With thoughtful lyrics delivered in a gently but proudly regional Sunderland accent, there's a bewilderingly broad range of influences audible here, but it all comes together with a homogeneity and identity that feels singular and distinct. The drums and percussion are a very strong element, with some great percussive moments throughout the album, including the strong rhythmic intros to the opening tracks, and the clever stereo hi-hats of 'The Airport Line'. There's also a distinctly 80s vibe, but we're talking more XTC and Phillip Glass than Wham or Duran Duran! Labelled at the art/rock end of indie, I love that this music is just defiantly beyond easy categorisation.

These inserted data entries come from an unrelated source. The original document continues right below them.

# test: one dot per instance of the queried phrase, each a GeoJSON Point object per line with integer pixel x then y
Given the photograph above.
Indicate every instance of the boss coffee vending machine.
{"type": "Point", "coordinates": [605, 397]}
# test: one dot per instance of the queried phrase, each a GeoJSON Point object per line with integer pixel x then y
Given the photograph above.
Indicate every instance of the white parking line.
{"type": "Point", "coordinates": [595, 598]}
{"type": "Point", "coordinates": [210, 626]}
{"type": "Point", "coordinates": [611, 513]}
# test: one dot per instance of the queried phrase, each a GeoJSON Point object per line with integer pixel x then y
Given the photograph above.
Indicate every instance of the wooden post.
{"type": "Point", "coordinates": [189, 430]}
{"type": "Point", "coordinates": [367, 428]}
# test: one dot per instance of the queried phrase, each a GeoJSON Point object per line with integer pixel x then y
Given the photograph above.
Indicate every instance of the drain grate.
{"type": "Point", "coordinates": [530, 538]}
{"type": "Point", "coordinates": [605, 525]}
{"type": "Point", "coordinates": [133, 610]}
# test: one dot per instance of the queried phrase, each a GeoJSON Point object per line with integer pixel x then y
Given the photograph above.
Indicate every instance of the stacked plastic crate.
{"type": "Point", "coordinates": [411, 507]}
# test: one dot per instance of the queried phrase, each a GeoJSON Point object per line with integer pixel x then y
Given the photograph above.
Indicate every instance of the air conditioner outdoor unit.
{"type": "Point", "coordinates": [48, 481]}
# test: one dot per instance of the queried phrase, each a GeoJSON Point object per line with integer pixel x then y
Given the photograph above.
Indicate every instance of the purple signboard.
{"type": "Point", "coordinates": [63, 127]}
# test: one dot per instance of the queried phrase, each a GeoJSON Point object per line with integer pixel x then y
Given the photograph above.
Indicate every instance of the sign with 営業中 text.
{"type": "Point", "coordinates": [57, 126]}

There are some musical ingredients that run throughout most of the music here: heavy emphasis of the downbeats (the music isn't exactly funky), and something slightly angular and muscular in the melodies and riffs, but not to the complete exclusion of a more plaintive feeling. These elements combine effectively in 'Come Home', which is both self-consciously musically clever, and engagingly and wistfully personal. Interesting music, tightly played, well produced, and with real identity. If only the media gave this kind of thing more exposure. But dig the lyrics of 'Scratch The Surface' (another number endowed with excellent percussion, and a strong album closer): "We don't want what's on offer, we really shouldn't bother, so give to me some purpose, you've only scratched the surface"!